In this tutorial, we are going to study the RecordReader in Hadoop MapReduce. We will discuss the introduction to Hadoop RecordReader, working on RecordReader. We will also study the types of RecordReader in MapReduce, the size of the single Record in Hadoop MapReduce in this MapReduce Tutorial.
What is RecordReader in MapReduce?
A RecordReader transforms the byte-oriented view of the input to a record-oriented view for the Mapper and Reducer tasks for processing.
To understand Hadoop RecordReader, we want to understand MapReduce Dataflow. Let us discuss how the data flow:
MapReduce is an effortless model of data processing. Inputs and outputs for the map and decrease functions are key-value pairs. Below is the general form of the map and reduce functions:
• Map: (K1, V1) → list (K2, V2)
• Reduce: (K2, list (V2)) → list (K3, V3)
Now before processing starts, it requires knowing which data to process. Therefore, the InputFormat class assists to achieve this. This class selects the file from HDFS that is the input to the map function. It is also accountable for creating the input splits. Additionally, divide them into records. It splits the data into the number of splits (typically 64/128mb) in HDFS. This is known as InputSplit. InputSplit is the logical representation of data. In a MapReduce job, the execution number of map tasks is similar to the number of InputSplits.
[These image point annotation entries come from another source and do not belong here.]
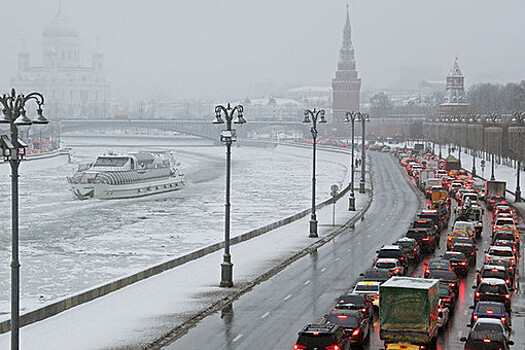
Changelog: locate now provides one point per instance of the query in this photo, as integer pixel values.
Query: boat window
(111, 161)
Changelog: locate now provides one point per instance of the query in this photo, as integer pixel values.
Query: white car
(501, 253)
(370, 290)
(391, 264)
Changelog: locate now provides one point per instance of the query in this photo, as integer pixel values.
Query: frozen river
(67, 245)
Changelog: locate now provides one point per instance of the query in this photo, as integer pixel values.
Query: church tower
(346, 85)
(455, 98)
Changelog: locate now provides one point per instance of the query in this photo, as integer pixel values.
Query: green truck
(408, 311)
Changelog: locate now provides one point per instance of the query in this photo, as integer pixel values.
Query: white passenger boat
(137, 174)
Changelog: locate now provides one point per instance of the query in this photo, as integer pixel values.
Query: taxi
(453, 235)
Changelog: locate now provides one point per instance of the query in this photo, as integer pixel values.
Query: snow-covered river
(67, 245)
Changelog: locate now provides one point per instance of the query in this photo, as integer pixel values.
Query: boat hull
(133, 190)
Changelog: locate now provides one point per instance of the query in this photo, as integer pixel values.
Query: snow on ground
(67, 245)
(142, 312)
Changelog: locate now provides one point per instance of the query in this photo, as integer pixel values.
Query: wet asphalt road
(270, 316)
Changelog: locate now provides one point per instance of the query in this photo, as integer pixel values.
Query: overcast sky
(219, 48)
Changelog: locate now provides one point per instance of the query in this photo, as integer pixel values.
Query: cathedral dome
(60, 26)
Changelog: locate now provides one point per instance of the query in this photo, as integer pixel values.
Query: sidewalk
(143, 312)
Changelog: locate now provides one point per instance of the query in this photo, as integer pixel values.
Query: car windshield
(492, 288)
(490, 309)
(487, 327)
(501, 252)
(385, 265)
(366, 288)
(347, 321)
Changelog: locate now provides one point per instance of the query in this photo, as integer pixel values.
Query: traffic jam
(409, 296)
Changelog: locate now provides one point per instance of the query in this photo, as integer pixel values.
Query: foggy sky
(219, 48)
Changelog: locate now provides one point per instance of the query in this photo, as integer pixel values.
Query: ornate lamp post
(517, 138)
(350, 117)
(316, 115)
(363, 118)
(228, 136)
(14, 121)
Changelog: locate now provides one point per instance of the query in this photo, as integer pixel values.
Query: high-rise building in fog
(70, 89)
(455, 98)
(346, 85)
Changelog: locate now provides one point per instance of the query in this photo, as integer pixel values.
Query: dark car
(493, 289)
(411, 248)
(354, 301)
(322, 336)
(357, 326)
(448, 278)
(394, 252)
(487, 334)
(494, 271)
(429, 224)
(458, 262)
(490, 309)
(466, 248)
(447, 297)
(435, 264)
(375, 275)
(425, 240)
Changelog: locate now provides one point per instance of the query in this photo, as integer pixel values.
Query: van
(465, 226)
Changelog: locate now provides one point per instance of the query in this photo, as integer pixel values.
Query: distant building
(70, 90)
(455, 98)
(346, 85)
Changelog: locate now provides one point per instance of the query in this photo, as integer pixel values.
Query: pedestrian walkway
(143, 312)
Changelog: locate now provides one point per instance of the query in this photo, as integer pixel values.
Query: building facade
(70, 89)
(455, 98)
(346, 85)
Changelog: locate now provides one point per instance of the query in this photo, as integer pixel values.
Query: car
(373, 275)
(322, 336)
(447, 297)
(393, 251)
(499, 252)
(443, 314)
(370, 290)
(495, 271)
(425, 240)
(453, 235)
(458, 262)
(354, 301)
(487, 333)
(411, 248)
(390, 264)
(436, 264)
(500, 262)
(445, 277)
(357, 326)
(490, 309)
(466, 248)
(465, 226)
(493, 289)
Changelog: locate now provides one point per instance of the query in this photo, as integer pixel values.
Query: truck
(452, 163)
(408, 311)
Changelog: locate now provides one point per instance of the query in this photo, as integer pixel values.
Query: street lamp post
(228, 136)
(13, 121)
(363, 118)
(315, 115)
(350, 117)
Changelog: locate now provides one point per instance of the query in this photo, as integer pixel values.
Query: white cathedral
(70, 90)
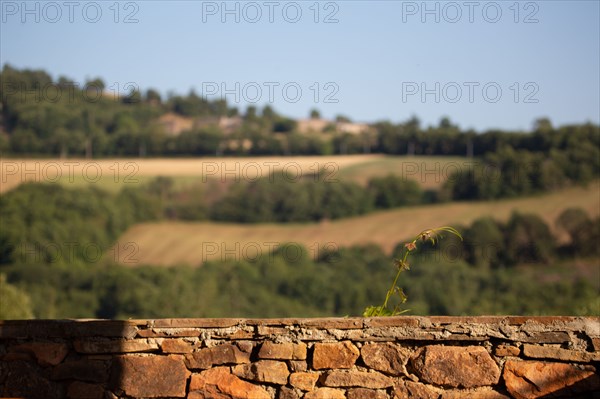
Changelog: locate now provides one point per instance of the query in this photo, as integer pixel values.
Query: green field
(114, 174)
(171, 243)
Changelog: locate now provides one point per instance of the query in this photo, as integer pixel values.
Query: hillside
(172, 243)
(113, 174)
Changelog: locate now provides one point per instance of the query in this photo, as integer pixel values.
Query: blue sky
(484, 64)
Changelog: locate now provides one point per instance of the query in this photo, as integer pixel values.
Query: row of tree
(42, 116)
(53, 266)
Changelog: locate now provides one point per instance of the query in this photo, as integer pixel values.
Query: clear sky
(484, 64)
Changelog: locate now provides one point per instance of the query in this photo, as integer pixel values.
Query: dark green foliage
(583, 232)
(484, 243)
(50, 224)
(289, 198)
(528, 240)
(395, 191)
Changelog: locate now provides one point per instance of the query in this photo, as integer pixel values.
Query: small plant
(402, 265)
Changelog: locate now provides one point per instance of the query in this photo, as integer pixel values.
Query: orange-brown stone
(219, 383)
(386, 357)
(456, 367)
(150, 376)
(336, 355)
(533, 379)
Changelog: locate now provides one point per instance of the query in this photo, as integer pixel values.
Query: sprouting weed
(402, 265)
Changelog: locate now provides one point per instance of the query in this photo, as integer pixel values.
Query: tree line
(40, 116)
(516, 267)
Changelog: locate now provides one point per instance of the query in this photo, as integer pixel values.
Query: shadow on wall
(301, 358)
(63, 358)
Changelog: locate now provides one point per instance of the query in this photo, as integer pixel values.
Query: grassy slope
(113, 174)
(169, 243)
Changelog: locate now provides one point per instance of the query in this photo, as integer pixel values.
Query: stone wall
(352, 358)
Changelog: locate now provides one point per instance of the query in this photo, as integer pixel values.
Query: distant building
(174, 124)
(312, 125)
(319, 126)
(352, 128)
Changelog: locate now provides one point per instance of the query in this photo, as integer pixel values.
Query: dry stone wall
(332, 358)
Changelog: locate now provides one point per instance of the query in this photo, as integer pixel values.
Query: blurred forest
(518, 267)
(54, 240)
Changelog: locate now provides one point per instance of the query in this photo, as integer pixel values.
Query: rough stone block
(176, 345)
(549, 352)
(46, 353)
(504, 350)
(336, 355)
(361, 379)
(270, 371)
(304, 381)
(386, 357)
(456, 366)
(285, 351)
(480, 393)
(219, 383)
(405, 389)
(114, 346)
(216, 356)
(81, 370)
(150, 376)
(363, 393)
(83, 390)
(24, 380)
(534, 379)
(325, 393)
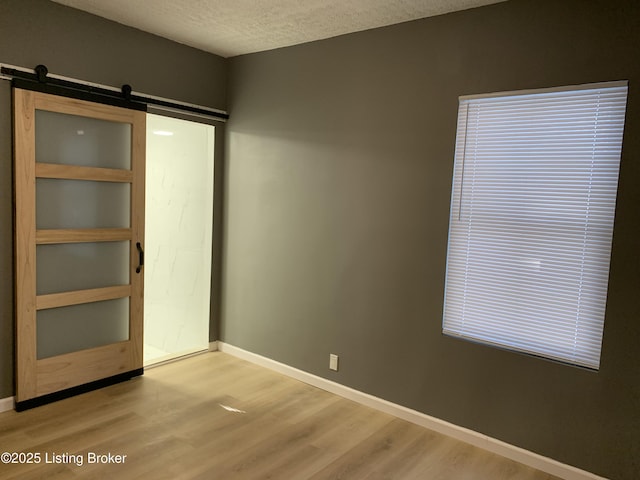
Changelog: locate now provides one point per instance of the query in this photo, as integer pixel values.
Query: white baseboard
(6, 404)
(531, 459)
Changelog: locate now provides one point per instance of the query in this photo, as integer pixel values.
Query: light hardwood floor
(213, 416)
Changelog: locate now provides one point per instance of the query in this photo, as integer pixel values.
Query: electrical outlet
(333, 362)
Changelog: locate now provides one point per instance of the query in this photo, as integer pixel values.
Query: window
(532, 208)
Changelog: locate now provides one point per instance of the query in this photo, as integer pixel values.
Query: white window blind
(531, 224)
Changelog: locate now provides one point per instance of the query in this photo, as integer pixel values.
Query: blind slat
(532, 209)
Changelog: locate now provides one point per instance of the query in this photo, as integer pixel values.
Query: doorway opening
(178, 232)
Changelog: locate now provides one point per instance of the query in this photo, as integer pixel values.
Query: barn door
(79, 194)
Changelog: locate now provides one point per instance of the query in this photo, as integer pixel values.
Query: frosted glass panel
(81, 266)
(74, 140)
(178, 223)
(69, 329)
(81, 204)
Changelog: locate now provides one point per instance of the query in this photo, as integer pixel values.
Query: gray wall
(79, 45)
(338, 176)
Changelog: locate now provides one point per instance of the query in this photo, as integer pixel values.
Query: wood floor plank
(213, 416)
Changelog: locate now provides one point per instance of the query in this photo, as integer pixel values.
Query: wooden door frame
(45, 380)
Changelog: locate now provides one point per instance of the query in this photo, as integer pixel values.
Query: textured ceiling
(235, 27)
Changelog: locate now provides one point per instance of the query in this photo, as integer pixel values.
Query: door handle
(140, 257)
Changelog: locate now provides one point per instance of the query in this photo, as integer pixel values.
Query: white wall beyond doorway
(178, 231)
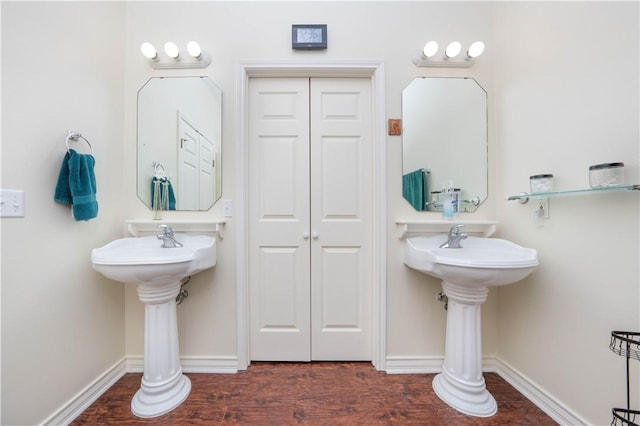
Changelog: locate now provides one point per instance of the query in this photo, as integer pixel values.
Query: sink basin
(157, 273)
(480, 261)
(143, 260)
(466, 274)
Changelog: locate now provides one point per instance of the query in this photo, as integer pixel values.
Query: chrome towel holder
(74, 136)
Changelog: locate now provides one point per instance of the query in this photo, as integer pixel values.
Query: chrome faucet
(168, 240)
(454, 238)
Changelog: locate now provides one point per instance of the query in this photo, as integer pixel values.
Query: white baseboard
(534, 393)
(73, 408)
(538, 395)
(192, 364)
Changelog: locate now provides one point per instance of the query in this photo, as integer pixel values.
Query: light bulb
(430, 49)
(171, 50)
(453, 49)
(475, 49)
(194, 49)
(149, 51)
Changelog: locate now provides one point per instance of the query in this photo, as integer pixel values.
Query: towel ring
(74, 136)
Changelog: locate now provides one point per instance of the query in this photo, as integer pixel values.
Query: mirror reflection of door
(194, 170)
(196, 167)
(444, 142)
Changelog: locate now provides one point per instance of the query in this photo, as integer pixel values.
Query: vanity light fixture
(149, 51)
(450, 57)
(452, 50)
(196, 57)
(172, 51)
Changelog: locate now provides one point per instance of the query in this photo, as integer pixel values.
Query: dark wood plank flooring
(324, 393)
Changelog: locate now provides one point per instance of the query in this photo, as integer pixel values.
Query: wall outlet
(11, 203)
(227, 207)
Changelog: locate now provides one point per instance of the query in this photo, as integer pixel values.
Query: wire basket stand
(626, 344)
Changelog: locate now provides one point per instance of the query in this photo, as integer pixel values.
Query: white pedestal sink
(157, 273)
(466, 274)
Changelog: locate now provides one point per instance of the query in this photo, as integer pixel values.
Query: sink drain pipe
(183, 293)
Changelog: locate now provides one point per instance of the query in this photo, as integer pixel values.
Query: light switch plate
(11, 203)
(227, 207)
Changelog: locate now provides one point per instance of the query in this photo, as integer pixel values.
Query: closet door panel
(341, 194)
(279, 259)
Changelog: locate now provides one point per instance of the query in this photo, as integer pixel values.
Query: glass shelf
(526, 196)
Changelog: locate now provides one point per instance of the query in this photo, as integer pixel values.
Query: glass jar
(606, 174)
(541, 183)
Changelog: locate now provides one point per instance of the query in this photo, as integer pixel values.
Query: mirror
(444, 142)
(179, 143)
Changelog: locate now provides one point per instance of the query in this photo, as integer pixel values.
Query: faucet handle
(166, 229)
(455, 230)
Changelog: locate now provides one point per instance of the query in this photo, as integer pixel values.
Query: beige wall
(557, 110)
(568, 98)
(62, 324)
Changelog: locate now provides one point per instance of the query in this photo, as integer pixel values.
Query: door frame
(374, 70)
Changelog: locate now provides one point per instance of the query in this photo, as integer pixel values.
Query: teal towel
(76, 185)
(414, 188)
(165, 185)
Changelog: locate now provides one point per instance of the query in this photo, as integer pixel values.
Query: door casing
(375, 72)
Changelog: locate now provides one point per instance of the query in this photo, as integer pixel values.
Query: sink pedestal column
(163, 385)
(461, 384)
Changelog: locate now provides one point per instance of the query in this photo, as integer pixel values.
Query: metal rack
(626, 344)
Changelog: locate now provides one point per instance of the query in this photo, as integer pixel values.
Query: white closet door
(279, 253)
(341, 194)
(310, 219)
(188, 178)
(207, 173)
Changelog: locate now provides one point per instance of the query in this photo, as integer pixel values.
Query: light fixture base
(420, 61)
(185, 62)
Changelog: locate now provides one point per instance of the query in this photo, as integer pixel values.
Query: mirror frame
(162, 111)
(466, 132)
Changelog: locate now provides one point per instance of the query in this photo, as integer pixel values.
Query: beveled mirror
(180, 142)
(444, 142)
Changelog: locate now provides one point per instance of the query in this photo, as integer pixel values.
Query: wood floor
(312, 394)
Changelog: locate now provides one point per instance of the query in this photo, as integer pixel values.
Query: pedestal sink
(466, 274)
(157, 272)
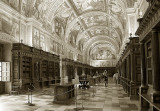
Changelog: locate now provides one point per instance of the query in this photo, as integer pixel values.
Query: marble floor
(97, 98)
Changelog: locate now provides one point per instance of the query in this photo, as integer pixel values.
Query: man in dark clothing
(105, 78)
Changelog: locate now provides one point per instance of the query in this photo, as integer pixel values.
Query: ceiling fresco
(89, 5)
(92, 26)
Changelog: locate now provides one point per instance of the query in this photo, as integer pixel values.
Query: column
(61, 71)
(132, 67)
(155, 66)
(143, 65)
(143, 87)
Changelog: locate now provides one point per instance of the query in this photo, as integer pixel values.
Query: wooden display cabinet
(129, 68)
(31, 65)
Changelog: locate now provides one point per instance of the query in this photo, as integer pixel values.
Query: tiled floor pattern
(111, 98)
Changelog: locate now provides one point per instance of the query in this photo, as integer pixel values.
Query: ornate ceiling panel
(92, 26)
(95, 20)
(89, 5)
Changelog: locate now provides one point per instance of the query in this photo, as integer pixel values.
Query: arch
(80, 35)
(93, 41)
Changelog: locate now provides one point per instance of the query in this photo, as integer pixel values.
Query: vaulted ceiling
(88, 25)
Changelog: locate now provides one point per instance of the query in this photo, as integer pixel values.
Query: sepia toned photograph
(79, 55)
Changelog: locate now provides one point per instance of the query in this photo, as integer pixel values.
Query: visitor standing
(105, 78)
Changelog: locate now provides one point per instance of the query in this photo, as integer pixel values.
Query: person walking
(105, 78)
(116, 77)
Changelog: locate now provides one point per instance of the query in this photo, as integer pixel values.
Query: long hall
(61, 54)
(96, 98)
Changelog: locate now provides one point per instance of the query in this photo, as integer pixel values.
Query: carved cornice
(150, 20)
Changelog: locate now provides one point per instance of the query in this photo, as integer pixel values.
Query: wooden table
(63, 93)
(84, 83)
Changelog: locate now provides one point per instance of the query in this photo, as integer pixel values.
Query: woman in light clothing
(115, 77)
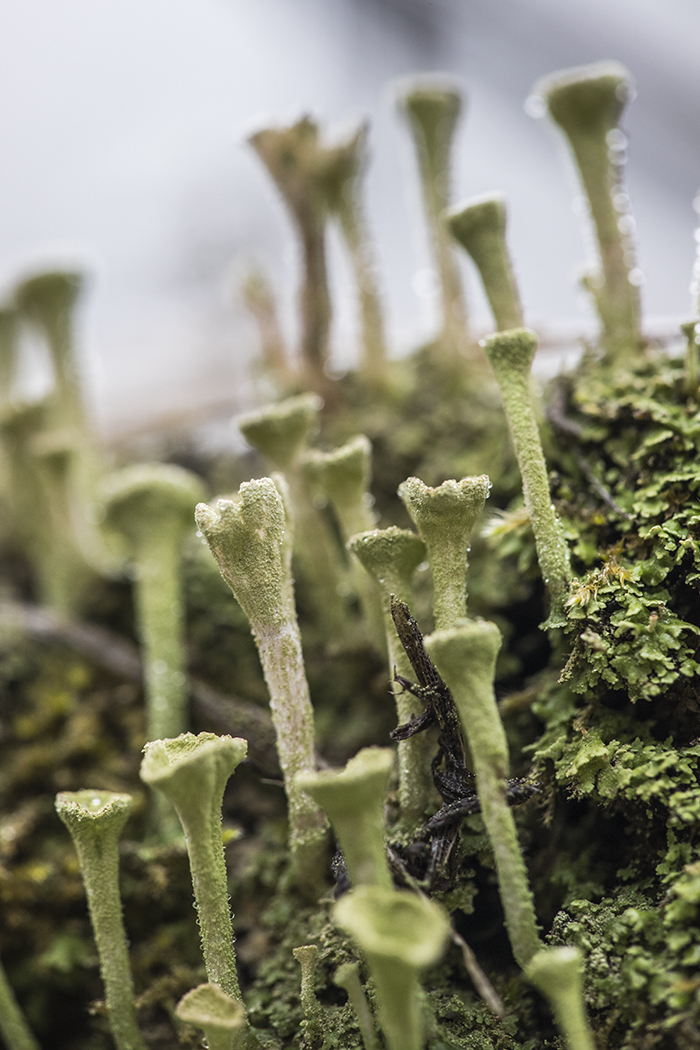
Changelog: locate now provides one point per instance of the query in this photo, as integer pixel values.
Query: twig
(121, 657)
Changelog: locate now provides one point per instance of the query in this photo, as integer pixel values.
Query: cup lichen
(400, 933)
(353, 799)
(96, 820)
(249, 542)
(192, 773)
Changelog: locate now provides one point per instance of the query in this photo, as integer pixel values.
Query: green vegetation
(522, 873)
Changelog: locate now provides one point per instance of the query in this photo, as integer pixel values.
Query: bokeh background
(123, 127)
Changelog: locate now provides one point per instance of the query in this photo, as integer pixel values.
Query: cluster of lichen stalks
(52, 475)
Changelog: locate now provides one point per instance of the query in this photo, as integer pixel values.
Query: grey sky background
(123, 128)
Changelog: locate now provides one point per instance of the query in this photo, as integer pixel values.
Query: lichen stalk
(692, 332)
(343, 477)
(353, 799)
(46, 300)
(292, 156)
(347, 978)
(305, 957)
(150, 507)
(94, 820)
(390, 557)
(480, 227)
(65, 576)
(432, 109)
(556, 972)
(221, 1017)
(280, 433)
(8, 332)
(587, 103)
(344, 169)
(192, 773)
(400, 935)
(445, 518)
(250, 542)
(466, 657)
(510, 354)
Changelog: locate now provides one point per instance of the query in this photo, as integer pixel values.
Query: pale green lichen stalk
(249, 540)
(280, 433)
(353, 799)
(692, 332)
(347, 978)
(480, 227)
(343, 479)
(390, 557)
(8, 353)
(556, 972)
(150, 507)
(94, 820)
(400, 935)
(445, 518)
(511, 354)
(343, 476)
(294, 158)
(221, 1017)
(305, 957)
(587, 103)
(432, 108)
(466, 657)
(344, 165)
(192, 773)
(46, 301)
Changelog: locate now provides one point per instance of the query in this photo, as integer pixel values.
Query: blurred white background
(123, 127)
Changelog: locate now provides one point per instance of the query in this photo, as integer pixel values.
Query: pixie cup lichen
(480, 227)
(280, 432)
(192, 773)
(400, 933)
(305, 957)
(353, 799)
(347, 978)
(445, 518)
(432, 107)
(221, 1017)
(46, 301)
(344, 165)
(94, 820)
(294, 159)
(249, 541)
(465, 655)
(390, 557)
(150, 507)
(556, 972)
(343, 477)
(511, 354)
(587, 103)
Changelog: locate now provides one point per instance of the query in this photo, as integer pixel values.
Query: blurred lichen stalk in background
(409, 833)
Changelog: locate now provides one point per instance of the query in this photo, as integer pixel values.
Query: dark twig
(121, 657)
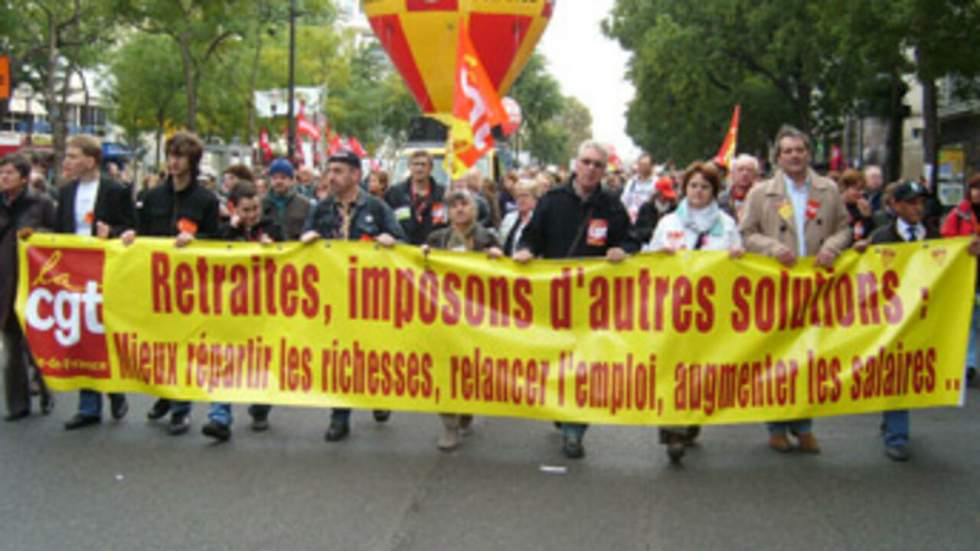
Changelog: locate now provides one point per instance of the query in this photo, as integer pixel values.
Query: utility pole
(291, 137)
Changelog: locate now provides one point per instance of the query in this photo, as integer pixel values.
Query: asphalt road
(129, 485)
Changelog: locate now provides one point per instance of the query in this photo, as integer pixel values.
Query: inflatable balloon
(420, 38)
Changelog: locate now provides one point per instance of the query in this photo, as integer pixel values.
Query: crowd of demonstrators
(536, 213)
(351, 214)
(463, 234)
(283, 204)
(21, 210)
(852, 187)
(698, 223)
(962, 221)
(418, 202)
(576, 220)
(796, 213)
(92, 204)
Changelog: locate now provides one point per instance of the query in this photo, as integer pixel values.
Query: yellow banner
(692, 338)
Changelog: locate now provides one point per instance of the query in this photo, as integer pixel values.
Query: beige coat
(767, 221)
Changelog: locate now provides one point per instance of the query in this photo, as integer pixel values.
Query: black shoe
(898, 452)
(572, 447)
(179, 424)
(118, 406)
(47, 403)
(217, 431)
(675, 447)
(81, 420)
(160, 408)
(17, 416)
(337, 431)
(260, 423)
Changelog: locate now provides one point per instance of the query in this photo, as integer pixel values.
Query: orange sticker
(596, 236)
(186, 225)
(439, 213)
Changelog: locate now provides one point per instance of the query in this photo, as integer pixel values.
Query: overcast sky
(591, 67)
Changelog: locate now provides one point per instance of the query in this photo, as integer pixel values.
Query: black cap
(906, 191)
(347, 157)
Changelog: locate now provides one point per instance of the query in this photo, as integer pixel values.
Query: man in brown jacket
(795, 214)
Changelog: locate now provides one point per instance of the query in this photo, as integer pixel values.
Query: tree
(199, 28)
(52, 41)
(693, 61)
(146, 80)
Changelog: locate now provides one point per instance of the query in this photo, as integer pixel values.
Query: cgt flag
(476, 109)
(727, 152)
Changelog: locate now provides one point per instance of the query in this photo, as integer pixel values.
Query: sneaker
(118, 406)
(449, 440)
(675, 448)
(81, 420)
(808, 443)
(572, 446)
(179, 424)
(337, 431)
(898, 452)
(465, 425)
(260, 423)
(160, 408)
(216, 430)
(780, 443)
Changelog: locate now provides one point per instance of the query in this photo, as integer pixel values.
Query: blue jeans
(574, 430)
(90, 402)
(221, 414)
(800, 426)
(896, 424)
(971, 354)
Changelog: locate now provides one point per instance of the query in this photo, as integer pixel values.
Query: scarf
(703, 221)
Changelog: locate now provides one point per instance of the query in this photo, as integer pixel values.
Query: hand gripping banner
(685, 339)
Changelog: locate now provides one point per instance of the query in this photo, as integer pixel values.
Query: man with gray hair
(795, 214)
(745, 174)
(578, 219)
(874, 186)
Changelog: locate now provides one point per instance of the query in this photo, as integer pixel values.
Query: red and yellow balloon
(420, 38)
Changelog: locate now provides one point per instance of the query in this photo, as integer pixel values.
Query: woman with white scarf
(697, 224)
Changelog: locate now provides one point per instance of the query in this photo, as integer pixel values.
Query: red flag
(476, 108)
(264, 145)
(356, 147)
(726, 154)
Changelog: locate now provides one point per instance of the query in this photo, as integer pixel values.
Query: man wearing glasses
(418, 201)
(578, 219)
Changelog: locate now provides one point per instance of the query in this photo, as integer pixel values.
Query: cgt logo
(63, 311)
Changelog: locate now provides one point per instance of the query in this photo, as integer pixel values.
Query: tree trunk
(253, 78)
(896, 124)
(190, 78)
(930, 117)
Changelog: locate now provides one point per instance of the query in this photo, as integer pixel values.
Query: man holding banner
(352, 214)
(795, 214)
(183, 208)
(92, 205)
(578, 220)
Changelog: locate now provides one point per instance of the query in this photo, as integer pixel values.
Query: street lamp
(291, 137)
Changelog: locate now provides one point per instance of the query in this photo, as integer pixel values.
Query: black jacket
(265, 227)
(418, 221)
(113, 206)
(889, 233)
(162, 209)
(28, 210)
(564, 225)
(370, 218)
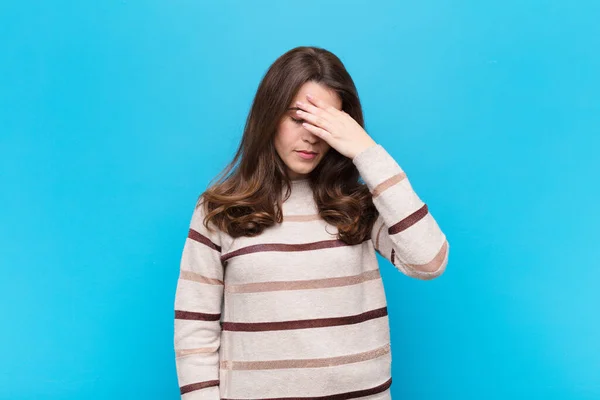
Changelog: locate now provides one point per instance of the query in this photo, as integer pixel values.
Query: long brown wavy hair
(247, 197)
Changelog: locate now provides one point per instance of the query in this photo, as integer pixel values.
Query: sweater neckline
(301, 187)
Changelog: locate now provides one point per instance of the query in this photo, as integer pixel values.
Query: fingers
(316, 120)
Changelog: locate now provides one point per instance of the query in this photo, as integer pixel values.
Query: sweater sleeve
(198, 302)
(404, 233)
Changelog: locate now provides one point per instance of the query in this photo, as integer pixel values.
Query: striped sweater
(295, 313)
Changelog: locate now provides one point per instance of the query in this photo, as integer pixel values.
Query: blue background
(114, 116)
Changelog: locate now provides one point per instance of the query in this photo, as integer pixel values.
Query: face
(292, 137)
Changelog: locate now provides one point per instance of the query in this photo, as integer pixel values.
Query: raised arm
(405, 233)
By calling ‘getSplit ()’ the client calculates the splits for the job. Then it sent to the application master. It utilizes their storage locations to schedule map tasks that will handle them on the cluster.
After that map task permits the split to the createRecordReader() method. From that, it gets RecordReader for the split. RecordReader creates a record (key-value pair). Then it passes to the map function.
Hadoop RecordReader in MapReduce job execution utilizes the data within the boundaries that are being generated by the inputsplit. And it then generates Key-value pairs for the mapper. The “start” is the byte location in the file. In the beginning, Hadoop RecordReader starts creating key/value pairs. The “end” is where RecorReader stops reading records. In RecordReader, the data is uploaded from its source. Then the data are transformed into key-value pairs suitable for reading by the Mapper. It interacts with the inputsplit until the file reading is not completed.
How RecorReader works in Hadoop MapReduce?
It is more than iterator over the records. The map task uses one record to generate key-value pairs which it passes to the map function. We can also see this by using the mapper’s run function given below:
public void run(Context context ) throws IOException, InterruptedException{ setup(context); while(context.nextKeyValue()) { map(context.setCurrentKey(),context.getCurrentValue(),context) } cleanup(context); }
Although RecordReader doesn’t need to stay in between the boundaries created by the inputsplit to generate key-value pairs it usually stays. Moreover, custom implementation can even read more data outside of the inputsplit.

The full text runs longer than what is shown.